Great story, right? So great, in fact, that an employee of Twitter noticed it and posted it on the company's internal forums, prompting CEO Dick Costolo to respond:

format_quote“I’m frankly ashamed of how poorly we’ve dealt with this issue during my tenure as CEO. It’s absurd. There’s no excuse for it. I take full responsibility for not being more aggressive on this front. It’s nobody else’s fault but mine, and it’s embarrassing.”

“It’s no secret and the rest of the world talks about it every day. We lose core user after core user by not addressing simple trolling issues that they face every day.”

Wow. Amidst all of our digital trappings, it’s easy for us to be separated from our humanity. The Internet (and the burgeoning Internet of Things) while connecting us, also separates us. Trolls are an obvious outcropping. But maybe we don't have to just sit idly by and accept it.

But it’s not just about confronting trolls. Take, for example, the art exhibit Dear Erin Hart by photographer Jessamyn Lovell. Five years back, Lovell’s wallet, and subsequently, identity were stolen.

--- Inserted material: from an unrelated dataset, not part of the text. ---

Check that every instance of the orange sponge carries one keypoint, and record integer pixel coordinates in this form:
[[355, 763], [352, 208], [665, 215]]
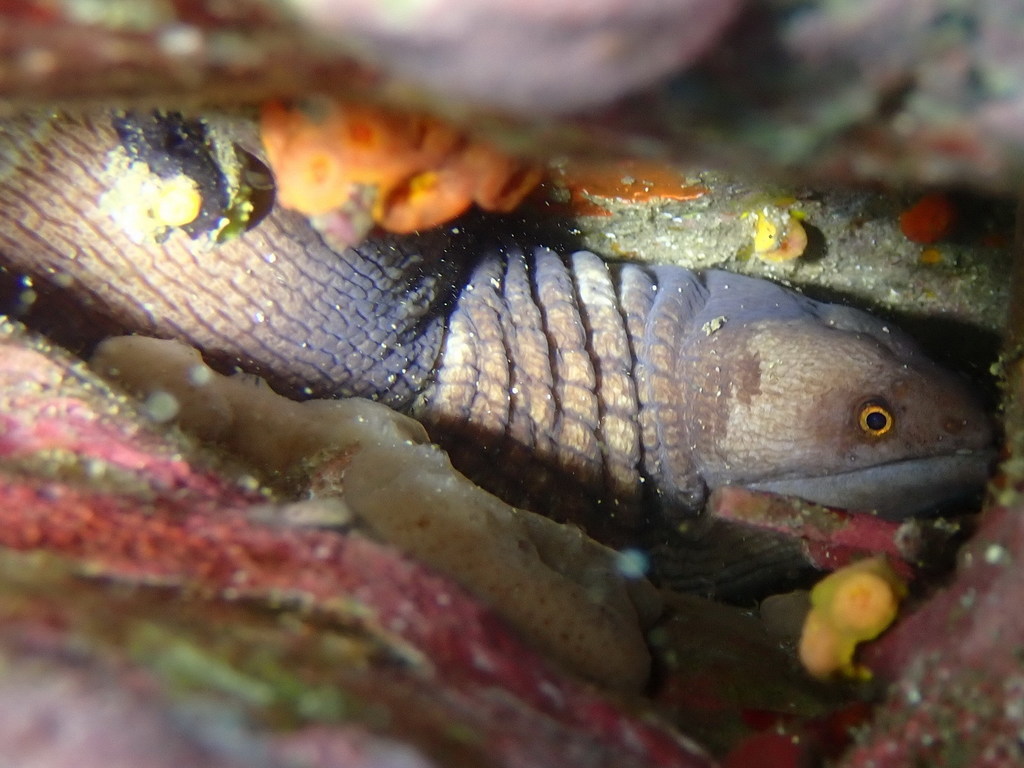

It turns out the thief, Erin Hart, had been arrested, and Lovell was able to track her down with the help of a private investigator. She then spent the day following and taking photos of Hart “as she wandered about the city—buying cigarettes, riding the bus and shopping at Goodwill.”

Lovell then showcased the photo exhibit at the very place in which her wallet was stolen. She even reached out to Hart, but never received a response. Lovell explained, “I just wanted her to know that she impacted a real person.” Plus, in her surveillance of Hart, Lovell began to realize how poor Hart might be—bringing some empathy and closure to her victimization.

Again, Lovell is injecting a slice of humanity into a truly alienating experience. Staring back at those who watch us can be empowering and humanizing.

It’s reminiscent of a keynote speech David Brin gave at Summit last year about watching the watchers. Brin talked about “sousveillance,” “reciprocal accountability” or as the IAPP’s Angelique Carson characterized it, “the ability to look back at the ‘surveillers’ from below their proverbially glaring eyes.”

Angelique continued in her coverage of Brin’s speech: “Instead of telling the NSA to stop, which will never happen, we have to tell the Peeping Toms and voyeurs’ mothers what they’re doing, so to speak.”

Really, that’s what Lindy West and Jessamyn Lovell have done and in the process, they’ve brought that glimmer of humanity—that essential social contract—back to what often becomes a conniving, barbaric, anonymous digital space.